If San Diego Gas & Electric wins state approval to form a holding company and become a diversified company, its identity as a local gas and electric company will slowly start to change.
Its role model for diversification may be PacifiCorp, the utility based in Portland, Ore., that, even before it changed its name last year from Pacific Power & Light Co., was involved in a lot more than power and light.
The company began diversifying during the 1950s, buying coal fields in a handful of Western states. Later, the utility bought a small telecommunications company.
Last year, 43% of PacifiCorp's $1.8 billion in revenue came from a diversified base that included cable television, telecommunications, financial services and coal fields. PacifiCorp, which operates coal and hydroelectric generation stations in four states, distributes electricity to 670,000 customers in six northwestern states.
"They're recognized as a leader in the area of diversification," said Steve Edwards, manager of special projects at SDG&E. Edwards is interested in diversification because, starting Monday, SDG&E will present its case for diversification to the Public Utilities Commission.
SDG&E is seeking PUC approval to establish a holding company that would include SDG&E and any corporate offspring that diversification brings. SDG&E reported $1.6 billion in 1984 operating revenues, all of which came from electricity and gas sales in Southern California.
That contrasts with the situation at PacifiCorp, whose natural resource division now includes gold and silver mines, gas and oil exploration, and a distribution and production network that reaches 21 states. In 1984, mining operations generated 21% of the company's revenue.
PacifiCorp's telecommunications operation, which includes a company-owned satellite, 180 earth stations (including one in San Diego) and three major call-switching centers in cities as far away as New York, also pipes Muzak into office buildings. PacifiCorp's telephone service operates in a dozen states, and it handles most long-distance calls in Alaska. Telecommunications accounted for 22% of the company's 1984 revenue.
In August, PacifiCorp used $53 million in cash and a $3-million promissory note to buy the assets of a financial services company that reported $3 million in net income and $40 million in revenue during 1984.
PacifiCorp, which promotes itself as "the nation's most diversified electric utility," has also taken some expensive steps into the high-tech arena: It has purchased interests in companies that manufacture flight instruments, a machine that uses the human eye--rather than fingerprints--to identify people, and a company that produces subliminal anti-theft messages for use by retail stores.
"Our goal for the next year is to contribute an additional $10 million to net income through acquisition growth," PacifiCorp President A.M. Gleason said earlier this year. "We've developed a list of target business lines which we are now studying in depth."
The utility also reported net profits during 1982 and 1983, at the same time that it was writing off nearly half of its $573-million investment in the ill-fated Washington Public Power Supply System's nuclear plant.
Interestingly, PacifiCorp's diversification has taken place without moving to the holding company structure that SDG&E is pursuing.
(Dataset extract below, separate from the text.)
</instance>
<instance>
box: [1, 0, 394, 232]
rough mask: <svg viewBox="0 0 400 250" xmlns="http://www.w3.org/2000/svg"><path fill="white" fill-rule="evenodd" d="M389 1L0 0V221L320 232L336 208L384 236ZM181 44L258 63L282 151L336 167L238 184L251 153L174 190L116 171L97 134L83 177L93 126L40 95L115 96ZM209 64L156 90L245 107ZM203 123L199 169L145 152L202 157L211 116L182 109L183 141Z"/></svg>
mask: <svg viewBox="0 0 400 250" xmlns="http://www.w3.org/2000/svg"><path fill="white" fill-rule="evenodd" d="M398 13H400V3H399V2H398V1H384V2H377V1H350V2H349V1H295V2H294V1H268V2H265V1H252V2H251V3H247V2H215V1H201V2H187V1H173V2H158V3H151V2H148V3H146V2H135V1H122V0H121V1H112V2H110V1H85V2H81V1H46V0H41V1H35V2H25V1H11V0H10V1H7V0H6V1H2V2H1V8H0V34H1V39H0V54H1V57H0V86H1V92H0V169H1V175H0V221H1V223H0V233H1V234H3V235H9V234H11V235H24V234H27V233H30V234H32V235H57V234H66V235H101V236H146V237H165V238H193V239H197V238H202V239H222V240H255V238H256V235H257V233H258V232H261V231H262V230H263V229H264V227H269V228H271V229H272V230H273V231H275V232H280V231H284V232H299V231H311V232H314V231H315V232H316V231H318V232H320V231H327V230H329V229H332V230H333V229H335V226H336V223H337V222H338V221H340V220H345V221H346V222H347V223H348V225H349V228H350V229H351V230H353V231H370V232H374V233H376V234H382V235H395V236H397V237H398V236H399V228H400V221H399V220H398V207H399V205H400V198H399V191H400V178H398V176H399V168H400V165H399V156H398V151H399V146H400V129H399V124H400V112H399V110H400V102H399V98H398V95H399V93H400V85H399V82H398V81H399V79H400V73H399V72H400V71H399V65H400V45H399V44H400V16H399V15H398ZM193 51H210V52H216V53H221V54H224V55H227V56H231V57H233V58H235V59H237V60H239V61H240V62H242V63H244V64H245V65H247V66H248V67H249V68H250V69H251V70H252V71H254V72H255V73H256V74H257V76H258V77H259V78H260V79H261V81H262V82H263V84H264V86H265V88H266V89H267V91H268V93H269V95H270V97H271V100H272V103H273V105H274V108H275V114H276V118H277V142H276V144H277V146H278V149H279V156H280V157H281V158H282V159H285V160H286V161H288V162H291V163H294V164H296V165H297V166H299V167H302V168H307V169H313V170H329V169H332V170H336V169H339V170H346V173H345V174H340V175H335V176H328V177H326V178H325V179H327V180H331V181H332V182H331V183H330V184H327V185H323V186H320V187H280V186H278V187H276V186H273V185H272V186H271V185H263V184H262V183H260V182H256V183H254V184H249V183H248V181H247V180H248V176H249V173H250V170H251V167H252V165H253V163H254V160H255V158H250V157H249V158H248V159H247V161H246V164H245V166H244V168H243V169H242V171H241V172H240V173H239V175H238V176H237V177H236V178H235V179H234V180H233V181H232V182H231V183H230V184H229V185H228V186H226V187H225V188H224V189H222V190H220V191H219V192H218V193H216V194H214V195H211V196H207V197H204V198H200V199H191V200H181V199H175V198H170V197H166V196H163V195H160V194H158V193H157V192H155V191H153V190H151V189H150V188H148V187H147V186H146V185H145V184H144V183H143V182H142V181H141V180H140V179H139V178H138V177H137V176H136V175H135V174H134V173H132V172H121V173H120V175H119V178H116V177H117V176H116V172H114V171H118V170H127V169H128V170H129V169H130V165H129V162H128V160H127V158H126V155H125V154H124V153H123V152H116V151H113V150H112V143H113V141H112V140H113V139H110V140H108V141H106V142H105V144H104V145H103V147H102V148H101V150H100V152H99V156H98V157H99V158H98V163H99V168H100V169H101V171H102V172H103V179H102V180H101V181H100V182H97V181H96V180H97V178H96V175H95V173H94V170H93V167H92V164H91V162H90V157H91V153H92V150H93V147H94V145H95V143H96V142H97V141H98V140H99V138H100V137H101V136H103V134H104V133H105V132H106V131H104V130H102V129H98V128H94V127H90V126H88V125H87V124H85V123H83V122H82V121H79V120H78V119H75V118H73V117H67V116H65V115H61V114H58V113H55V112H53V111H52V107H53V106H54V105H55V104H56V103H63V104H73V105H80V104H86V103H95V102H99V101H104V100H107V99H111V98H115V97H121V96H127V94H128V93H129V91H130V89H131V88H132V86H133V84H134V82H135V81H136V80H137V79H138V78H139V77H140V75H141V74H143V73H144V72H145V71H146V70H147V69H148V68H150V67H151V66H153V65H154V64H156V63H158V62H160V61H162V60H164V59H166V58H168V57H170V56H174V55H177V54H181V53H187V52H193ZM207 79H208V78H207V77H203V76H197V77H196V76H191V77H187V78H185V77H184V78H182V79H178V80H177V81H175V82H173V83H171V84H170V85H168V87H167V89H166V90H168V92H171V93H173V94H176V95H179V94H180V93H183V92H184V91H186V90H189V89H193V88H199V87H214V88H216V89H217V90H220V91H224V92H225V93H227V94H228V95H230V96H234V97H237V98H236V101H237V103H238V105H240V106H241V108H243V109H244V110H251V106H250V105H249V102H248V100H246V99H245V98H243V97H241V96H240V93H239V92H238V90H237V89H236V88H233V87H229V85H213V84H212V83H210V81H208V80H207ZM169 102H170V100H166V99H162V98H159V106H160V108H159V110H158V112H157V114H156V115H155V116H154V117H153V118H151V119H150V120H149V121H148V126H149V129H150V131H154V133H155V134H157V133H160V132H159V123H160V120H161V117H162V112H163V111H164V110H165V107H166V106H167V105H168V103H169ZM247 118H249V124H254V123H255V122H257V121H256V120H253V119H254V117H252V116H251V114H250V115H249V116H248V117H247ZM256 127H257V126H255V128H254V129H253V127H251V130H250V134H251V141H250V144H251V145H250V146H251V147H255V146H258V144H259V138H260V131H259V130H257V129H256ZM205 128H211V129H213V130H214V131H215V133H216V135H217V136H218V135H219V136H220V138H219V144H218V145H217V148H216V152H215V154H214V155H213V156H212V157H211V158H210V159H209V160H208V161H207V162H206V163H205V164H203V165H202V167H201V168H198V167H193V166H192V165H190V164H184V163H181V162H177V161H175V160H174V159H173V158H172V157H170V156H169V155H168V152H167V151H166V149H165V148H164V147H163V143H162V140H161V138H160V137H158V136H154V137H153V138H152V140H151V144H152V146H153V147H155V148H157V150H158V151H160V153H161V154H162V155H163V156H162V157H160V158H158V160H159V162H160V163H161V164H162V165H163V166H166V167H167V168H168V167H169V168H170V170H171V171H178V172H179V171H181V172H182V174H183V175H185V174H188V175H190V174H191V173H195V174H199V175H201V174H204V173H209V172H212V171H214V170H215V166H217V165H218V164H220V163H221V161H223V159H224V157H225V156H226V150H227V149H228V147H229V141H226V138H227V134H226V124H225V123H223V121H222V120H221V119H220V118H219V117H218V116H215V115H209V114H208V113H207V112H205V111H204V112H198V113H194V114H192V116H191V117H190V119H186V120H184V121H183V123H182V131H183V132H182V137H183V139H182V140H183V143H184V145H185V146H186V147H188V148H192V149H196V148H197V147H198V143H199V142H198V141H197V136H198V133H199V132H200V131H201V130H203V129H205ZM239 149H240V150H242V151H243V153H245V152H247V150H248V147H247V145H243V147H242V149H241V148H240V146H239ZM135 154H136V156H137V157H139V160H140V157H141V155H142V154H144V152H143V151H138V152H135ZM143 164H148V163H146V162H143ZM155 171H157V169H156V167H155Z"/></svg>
It also has taken place in Oregon, a state that has "stronger state laws (governing intracompany transactions) than almost any other state," according to Frank Taussig, assistant public utilities commissioner for Oregon.
Although many of PacifiCorp's divisions escape commission review because they are independent of utility operations, the utility has nevertheless brushed up against the state utility commissioner.
Oregon's regulatory staff is creating guidelines to govern transactions between utilities and their unregulated subsidiaries. Taussig said he will present those guidelines during California PUC diversification hearings scheduled to begin next week in San Francisco.
In addition to creating guidelines, Oregon's public utility commissioner has gone to court to stop PacifiCorp's recently announced plan to transfer its purchasing and warehousing operations to a new subsidiary. Taussig said the state wants to stop the transaction because it involves "transferring a vital management function to an unregulated subsidiary."